In a divided ruling, the Michigan Supreme Court upheld the Democratic Secretary of State's new restrictions on poll watchers.
The top court's Democratic majority sided with Jocelyn Benson, arguing she is acting within her authority as the chief election officer of the state to require poll watchers to communicate only with a designated "challenger liaison," among other changes.
“Under the Michigan Election Law, the secretary of state is the chief election officer of Michigan,” Justice Kyra Harris Bolden wrote. “The secretary has supervisory control over local election officials in the performance of their duties.”
The court also upheld rules requiring poll watchers to use a credential form provided by Benson.
The rules have been challenged by a group of plaintiffs including the Michigan Republican Party and the Republican National Committee, who said the rules violated Michigan election law.
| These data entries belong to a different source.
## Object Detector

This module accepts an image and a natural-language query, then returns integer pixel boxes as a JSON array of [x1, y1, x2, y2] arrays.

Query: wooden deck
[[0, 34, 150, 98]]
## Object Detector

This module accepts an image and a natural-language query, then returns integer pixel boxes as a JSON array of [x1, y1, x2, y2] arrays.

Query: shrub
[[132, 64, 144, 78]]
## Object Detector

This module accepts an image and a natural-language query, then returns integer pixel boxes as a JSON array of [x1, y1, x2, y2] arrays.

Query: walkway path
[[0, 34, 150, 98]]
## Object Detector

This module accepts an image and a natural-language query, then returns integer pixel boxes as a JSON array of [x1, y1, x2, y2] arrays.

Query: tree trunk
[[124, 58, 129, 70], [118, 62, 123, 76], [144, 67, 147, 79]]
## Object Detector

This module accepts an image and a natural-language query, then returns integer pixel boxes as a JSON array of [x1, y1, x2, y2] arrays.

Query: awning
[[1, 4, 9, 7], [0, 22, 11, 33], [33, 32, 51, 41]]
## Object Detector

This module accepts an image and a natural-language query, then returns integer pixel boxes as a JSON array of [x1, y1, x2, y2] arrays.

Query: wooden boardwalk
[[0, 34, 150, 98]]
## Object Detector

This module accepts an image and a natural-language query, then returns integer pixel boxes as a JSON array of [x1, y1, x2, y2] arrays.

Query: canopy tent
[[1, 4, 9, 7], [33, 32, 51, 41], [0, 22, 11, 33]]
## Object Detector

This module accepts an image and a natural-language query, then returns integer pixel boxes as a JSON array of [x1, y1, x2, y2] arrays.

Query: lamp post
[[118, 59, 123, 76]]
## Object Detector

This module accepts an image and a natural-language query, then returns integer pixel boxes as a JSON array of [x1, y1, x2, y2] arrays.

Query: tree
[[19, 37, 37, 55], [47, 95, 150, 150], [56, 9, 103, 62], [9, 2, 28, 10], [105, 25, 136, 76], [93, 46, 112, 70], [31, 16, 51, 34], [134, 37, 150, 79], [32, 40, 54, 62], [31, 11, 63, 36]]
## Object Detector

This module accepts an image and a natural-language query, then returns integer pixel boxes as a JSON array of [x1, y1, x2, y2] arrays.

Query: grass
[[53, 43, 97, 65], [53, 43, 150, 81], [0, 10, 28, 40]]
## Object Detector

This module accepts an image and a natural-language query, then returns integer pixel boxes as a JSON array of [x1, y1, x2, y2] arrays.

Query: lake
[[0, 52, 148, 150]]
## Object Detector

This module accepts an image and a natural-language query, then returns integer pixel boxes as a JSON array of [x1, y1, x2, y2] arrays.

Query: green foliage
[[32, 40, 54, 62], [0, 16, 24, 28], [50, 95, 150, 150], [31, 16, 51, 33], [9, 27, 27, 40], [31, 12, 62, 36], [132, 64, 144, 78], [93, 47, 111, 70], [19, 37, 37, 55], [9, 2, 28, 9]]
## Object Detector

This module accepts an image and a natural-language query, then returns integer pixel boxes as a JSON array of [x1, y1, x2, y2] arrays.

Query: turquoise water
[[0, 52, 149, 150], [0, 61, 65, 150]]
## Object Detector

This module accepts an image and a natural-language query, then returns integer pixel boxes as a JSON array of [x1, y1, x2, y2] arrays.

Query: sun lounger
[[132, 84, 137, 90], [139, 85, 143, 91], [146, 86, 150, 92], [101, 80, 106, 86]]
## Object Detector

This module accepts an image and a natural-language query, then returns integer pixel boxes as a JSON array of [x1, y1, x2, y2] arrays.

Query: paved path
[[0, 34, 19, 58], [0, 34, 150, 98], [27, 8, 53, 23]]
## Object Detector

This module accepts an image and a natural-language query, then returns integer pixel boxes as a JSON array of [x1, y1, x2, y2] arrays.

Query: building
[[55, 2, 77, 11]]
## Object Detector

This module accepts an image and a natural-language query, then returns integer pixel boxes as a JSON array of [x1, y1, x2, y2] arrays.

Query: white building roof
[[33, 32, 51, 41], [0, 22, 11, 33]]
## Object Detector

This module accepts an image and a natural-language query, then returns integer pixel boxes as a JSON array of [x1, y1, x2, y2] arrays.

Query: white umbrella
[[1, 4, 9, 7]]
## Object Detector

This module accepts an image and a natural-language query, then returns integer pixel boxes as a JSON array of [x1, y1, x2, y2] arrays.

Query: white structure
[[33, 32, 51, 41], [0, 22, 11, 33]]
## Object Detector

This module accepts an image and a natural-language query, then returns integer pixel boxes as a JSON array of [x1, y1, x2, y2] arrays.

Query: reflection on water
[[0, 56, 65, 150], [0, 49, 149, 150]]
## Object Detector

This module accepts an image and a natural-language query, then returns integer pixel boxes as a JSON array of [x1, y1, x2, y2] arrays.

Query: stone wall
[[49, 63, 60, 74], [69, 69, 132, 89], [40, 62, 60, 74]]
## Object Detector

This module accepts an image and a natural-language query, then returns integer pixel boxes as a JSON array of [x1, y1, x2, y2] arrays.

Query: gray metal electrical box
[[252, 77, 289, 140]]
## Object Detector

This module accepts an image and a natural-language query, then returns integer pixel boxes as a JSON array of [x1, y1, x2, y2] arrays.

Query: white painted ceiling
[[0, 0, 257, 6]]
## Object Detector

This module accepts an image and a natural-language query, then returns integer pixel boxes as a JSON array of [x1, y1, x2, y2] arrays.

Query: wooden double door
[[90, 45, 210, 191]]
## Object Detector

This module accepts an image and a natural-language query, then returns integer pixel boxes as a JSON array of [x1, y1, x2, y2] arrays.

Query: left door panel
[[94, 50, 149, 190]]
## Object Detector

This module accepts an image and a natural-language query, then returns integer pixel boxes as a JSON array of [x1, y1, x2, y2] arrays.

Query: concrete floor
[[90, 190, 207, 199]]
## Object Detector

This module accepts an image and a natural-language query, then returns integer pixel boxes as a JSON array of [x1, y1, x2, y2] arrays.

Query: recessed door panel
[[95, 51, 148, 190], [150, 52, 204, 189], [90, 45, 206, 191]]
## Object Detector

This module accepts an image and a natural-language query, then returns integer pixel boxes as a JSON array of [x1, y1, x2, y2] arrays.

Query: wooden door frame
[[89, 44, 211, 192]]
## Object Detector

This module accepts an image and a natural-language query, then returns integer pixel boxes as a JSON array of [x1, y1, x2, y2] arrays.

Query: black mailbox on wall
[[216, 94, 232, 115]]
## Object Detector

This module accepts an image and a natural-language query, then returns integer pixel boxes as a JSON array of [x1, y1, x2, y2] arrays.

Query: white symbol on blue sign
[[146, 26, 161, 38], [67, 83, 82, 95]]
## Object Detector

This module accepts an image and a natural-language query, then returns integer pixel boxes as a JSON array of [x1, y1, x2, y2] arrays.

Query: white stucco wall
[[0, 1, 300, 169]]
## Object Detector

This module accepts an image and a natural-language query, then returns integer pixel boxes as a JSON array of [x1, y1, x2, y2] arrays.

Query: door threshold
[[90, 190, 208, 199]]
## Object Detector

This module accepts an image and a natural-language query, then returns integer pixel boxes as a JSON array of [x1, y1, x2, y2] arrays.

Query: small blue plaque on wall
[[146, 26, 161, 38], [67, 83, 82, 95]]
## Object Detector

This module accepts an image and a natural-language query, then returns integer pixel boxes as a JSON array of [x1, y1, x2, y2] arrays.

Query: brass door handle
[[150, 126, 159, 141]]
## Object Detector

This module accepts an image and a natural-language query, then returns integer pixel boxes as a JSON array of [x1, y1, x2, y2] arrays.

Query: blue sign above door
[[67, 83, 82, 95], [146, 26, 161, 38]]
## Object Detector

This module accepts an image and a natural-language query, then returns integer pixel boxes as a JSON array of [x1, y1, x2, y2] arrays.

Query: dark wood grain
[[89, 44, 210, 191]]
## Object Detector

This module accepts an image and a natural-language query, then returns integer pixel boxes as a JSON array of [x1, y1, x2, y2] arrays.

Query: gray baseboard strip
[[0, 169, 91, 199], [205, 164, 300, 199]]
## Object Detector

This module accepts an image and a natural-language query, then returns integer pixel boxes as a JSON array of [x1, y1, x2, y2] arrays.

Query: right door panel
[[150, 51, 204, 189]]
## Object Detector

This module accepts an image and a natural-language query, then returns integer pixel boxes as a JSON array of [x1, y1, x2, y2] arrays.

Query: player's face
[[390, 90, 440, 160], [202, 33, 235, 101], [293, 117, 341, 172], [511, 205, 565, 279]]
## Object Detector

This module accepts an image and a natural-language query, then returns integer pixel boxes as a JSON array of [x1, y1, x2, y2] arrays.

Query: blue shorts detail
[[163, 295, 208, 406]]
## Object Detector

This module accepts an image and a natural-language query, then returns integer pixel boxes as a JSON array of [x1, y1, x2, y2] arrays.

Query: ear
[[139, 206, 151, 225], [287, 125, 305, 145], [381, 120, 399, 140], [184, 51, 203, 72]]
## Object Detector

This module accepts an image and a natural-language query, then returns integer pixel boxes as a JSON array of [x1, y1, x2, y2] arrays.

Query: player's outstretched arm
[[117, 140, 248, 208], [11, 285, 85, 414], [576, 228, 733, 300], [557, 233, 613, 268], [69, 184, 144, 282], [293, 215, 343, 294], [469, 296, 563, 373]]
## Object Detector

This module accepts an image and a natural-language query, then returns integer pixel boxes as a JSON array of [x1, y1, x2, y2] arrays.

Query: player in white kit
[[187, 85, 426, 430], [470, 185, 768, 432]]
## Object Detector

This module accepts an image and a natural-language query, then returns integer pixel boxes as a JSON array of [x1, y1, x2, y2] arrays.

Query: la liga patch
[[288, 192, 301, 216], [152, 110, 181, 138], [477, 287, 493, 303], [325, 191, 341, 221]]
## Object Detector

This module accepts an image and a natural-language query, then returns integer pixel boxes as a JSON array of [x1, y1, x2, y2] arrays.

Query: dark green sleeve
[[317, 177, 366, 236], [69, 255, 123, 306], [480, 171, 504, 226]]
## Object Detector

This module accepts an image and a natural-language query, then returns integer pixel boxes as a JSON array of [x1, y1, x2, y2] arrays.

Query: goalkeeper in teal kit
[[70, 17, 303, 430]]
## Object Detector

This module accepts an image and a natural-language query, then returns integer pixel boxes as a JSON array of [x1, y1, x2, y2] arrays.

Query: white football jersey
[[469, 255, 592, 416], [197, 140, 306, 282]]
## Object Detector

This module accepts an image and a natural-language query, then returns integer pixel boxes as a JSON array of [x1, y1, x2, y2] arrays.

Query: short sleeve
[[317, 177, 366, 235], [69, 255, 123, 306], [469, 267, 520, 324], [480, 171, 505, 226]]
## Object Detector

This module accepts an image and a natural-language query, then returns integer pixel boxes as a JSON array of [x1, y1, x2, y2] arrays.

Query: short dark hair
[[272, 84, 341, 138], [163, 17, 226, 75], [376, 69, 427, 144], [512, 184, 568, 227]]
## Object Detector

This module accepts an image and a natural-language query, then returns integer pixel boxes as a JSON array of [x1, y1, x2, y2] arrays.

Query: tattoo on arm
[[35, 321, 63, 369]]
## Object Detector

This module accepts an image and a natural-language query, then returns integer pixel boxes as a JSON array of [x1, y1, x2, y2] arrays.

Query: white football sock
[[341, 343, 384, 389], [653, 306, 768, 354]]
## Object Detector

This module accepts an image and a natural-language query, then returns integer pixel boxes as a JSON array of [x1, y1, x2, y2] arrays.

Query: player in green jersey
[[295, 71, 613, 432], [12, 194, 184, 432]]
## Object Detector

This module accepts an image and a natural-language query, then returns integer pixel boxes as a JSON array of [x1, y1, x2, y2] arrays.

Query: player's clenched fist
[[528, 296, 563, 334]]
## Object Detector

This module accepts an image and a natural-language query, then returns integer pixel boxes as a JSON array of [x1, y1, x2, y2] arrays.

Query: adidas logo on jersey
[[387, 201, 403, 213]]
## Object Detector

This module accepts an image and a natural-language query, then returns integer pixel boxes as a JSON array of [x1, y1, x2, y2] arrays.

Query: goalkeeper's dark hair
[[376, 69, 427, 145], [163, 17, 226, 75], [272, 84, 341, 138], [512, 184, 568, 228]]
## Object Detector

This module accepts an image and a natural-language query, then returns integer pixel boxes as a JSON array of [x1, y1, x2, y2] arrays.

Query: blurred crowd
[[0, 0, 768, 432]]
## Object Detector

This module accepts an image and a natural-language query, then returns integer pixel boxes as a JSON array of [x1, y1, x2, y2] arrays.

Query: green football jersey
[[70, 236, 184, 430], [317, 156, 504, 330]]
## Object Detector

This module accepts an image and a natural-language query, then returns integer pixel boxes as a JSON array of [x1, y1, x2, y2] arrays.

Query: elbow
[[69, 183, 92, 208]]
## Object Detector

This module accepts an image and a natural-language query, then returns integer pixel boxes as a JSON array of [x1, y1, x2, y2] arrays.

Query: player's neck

Lower courts sided with the Republican plaintiffs, but in a 4-3 ruling, the Supreme Court largely upheld Benson's 2022 guidance for poll watchers.
The court dismissed as "moot" a challenge to Benson's ban on electronic devices inside absentee ballot centers because the Michigan legislature changed the law to allow limited use of electronic devices in those areas.
Benson said the court's ruling would help keep elections orderly and free of "interference."
“As our guidance has consistently made clear, challengers have a right to participate in the election process and they play an important role,” Benson wrote. “But election officials have a responsibility to maintain order in the polling place and ensure voters can cast a ballot without interference.”
In a dissenting opinion, Republican-appointed justice Brian K. Zahra said the court was greenlighting violations of election law that would damage trust in the process.
Zahra noted that the "challenger liaison" rule would leave many poll watchers at the mercy of an official from the opposing political party.
"The fact remains that in many instances, the manual will force challengers to communicate with a challenger liaison who will not be affiliated with the challenger’s political party or will be affiliated with an opposition political party."
The new rules allow a poll watcher to be expelled for not reporting to the designated "challenger liaison." Zahra balked at Benson's argument that she is not promulgating new administrative law, but merely "explanatory" guidance.
"The Secretary’s revisions to the manual are, in fact, 'rules' that must be followed—and followed without a trace of public discussion, accountability,
or transparency," Zahra wrote.
In 2020, Benson famously sent out mail-in ballot applications to all of the state's voters during the COVID pandemic. Benson's move was upheld by state courts.